Monday, 9 July 2012

Pineapple Guava (Acca sellowiana)

The Pineapple Guava gives the impression of tropical islands and sun kissed beaches. Also known as Feijoa, it belongs to the Myrtle (Myrtaceae) family, and is a shrub or small tree native to South America.


This isn't the best photo in the world but we were having trouble getting a good shot due to the unrelenting wind and rain. Where is our summer?! The Pineapple Guava is flowering now in the British Isles, right this minute, so look out for those flowers. You can't miss them because they look like they are on sparkly disco-dancing steroids. We mainly grew this as edible screening but the flowers are so pretty we just don't want to eat them.


Growing Pineapple Guava

Growing from seed is an unreliable method of propagating this shrub. Seeds don't grow true to the parent plant and can vary in size and yield of fruit. Hardwood cuttings (just below a node) can be taken but don't always take. Mature plants like a well drained rich soil and do well in the cooler weather. However, always try to keep the soil moist and don't let them dry out. This is a slow growing shrub which can tolerate partial shade, full sun and a bit of salty wind. Temperatures below -9°C or above 32°C affect it adversely and can prevent fruiting. This is definitely our experience. Various cultivars are available, some with larger fruit e.g. 'Mammoth'. The Pineapple Guava will grow to around 2 metres (spread) by 2 metres (height).


Raw Edible Parts

The stunning flowers and small green sweet fruit are edible raw. The outer white velvet-like petals, which taste very tropical, are the edible bits on the flowers. The rest isn't listed as edible but we have tried it, like you do, and it is tough and not so good! The flavour and texture of the fruit apparently varies. Our shrubs have not fruited and the photograph below is not our fruit so don't get too excited. If anyone does manage to get any fruit, it needs to be picked when ripe and eaten immediately as it doesn't keep. Cut it in half and scoop out the soft flesh with a spoon. It can also be used in smoothies, ice cream, jam or anywhere else where soft fruit is used. It apparently has a distinctive flavour akin to pineapple, strawberries, banana and/or guava.

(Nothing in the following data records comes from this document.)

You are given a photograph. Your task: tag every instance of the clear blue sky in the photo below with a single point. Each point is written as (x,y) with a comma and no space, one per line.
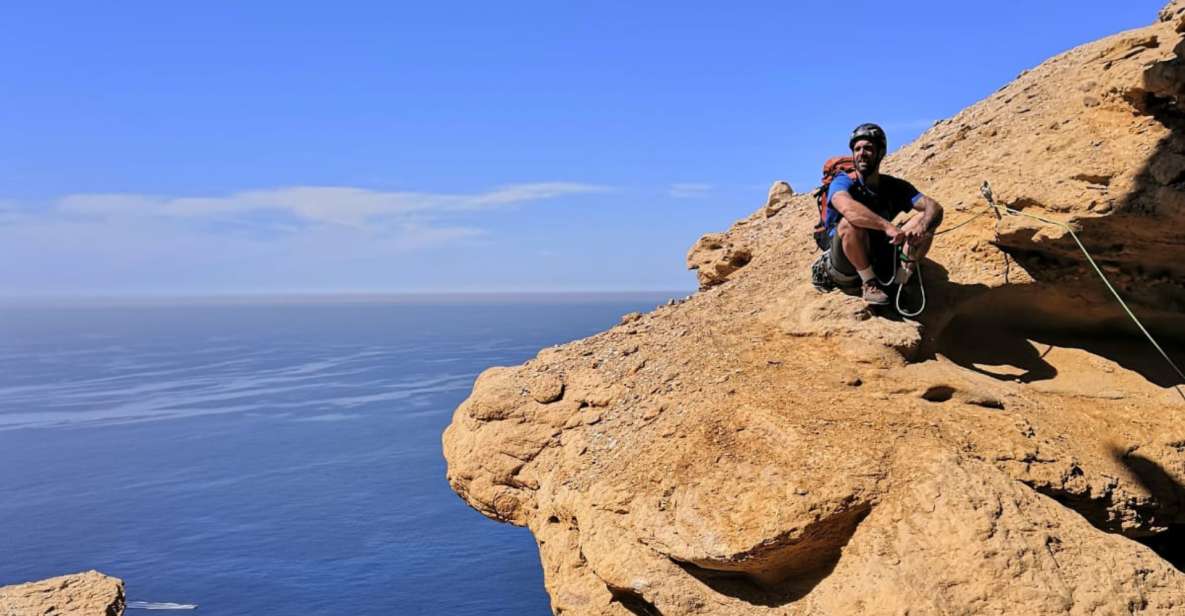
(293,147)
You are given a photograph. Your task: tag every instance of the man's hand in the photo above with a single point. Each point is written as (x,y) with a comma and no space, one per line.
(896,236)
(915,230)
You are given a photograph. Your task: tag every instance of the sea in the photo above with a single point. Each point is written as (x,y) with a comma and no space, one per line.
(266,457)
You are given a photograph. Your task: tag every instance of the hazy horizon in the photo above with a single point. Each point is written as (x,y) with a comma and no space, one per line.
(269,148)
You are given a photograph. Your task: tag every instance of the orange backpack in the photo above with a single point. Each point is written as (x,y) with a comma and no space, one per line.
(828,217)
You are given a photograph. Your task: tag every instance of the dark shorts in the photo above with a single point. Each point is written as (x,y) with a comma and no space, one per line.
(883,257)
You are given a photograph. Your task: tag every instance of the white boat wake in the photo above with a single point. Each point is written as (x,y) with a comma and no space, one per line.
(158,605)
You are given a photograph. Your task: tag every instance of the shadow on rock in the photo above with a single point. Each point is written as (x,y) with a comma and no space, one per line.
(1167,507)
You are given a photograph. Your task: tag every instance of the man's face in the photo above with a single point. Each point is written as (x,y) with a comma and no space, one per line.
(866,156)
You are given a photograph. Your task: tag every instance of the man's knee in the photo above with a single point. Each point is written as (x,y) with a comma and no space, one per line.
(846,229)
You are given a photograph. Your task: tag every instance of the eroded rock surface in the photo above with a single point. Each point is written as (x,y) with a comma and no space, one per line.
(88,594)
(763,448)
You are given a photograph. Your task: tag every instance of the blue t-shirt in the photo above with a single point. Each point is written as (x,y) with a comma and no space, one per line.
(892,197)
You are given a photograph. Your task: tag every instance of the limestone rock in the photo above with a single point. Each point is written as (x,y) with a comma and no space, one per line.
(716,257)
(780,194)
(88,594)
(763,448)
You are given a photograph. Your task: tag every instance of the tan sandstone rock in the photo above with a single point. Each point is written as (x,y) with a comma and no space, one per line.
(88,594)
(763,448)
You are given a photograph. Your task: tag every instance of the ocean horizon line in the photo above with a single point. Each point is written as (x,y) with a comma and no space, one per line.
(332,297)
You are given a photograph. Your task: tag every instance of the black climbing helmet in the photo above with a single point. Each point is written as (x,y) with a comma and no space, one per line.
(872,133)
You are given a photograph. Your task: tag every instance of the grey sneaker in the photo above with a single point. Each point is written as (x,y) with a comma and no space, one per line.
(873,295)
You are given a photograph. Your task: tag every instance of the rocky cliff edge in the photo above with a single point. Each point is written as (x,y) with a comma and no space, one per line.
(763,448)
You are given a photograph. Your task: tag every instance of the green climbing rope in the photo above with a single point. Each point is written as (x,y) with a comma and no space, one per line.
(986,191)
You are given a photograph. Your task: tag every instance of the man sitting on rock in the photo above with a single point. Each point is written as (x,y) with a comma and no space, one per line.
(865,239)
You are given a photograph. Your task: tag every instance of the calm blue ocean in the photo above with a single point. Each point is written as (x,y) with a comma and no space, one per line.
(264,459)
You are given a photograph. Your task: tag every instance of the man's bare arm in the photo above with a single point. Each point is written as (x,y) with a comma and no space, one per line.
(858,215)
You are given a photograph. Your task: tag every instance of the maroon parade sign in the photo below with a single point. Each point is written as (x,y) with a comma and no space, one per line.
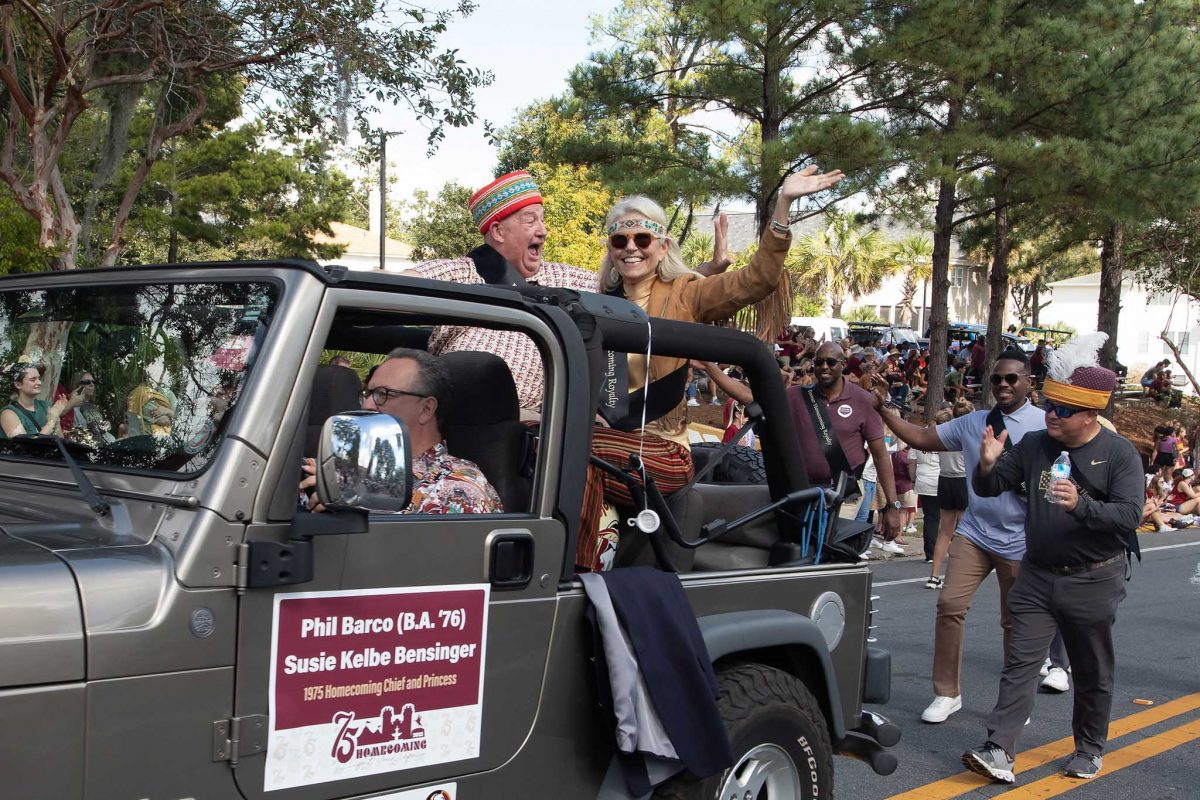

Fruit of Pineapple Guava. Photo attribution: Hans B at nl.wikipedia.












1 comment:

  1. Ooh, I tried to get Spitty (our dogs toy) from the tree and several fruit fell on the ground. I bit into one, despite it appearing green and unripe. I was very pleasantly surprised that it was not only edible, but darn tasty. I promptly looked up to see if it was edible, and came across your site. Cheers!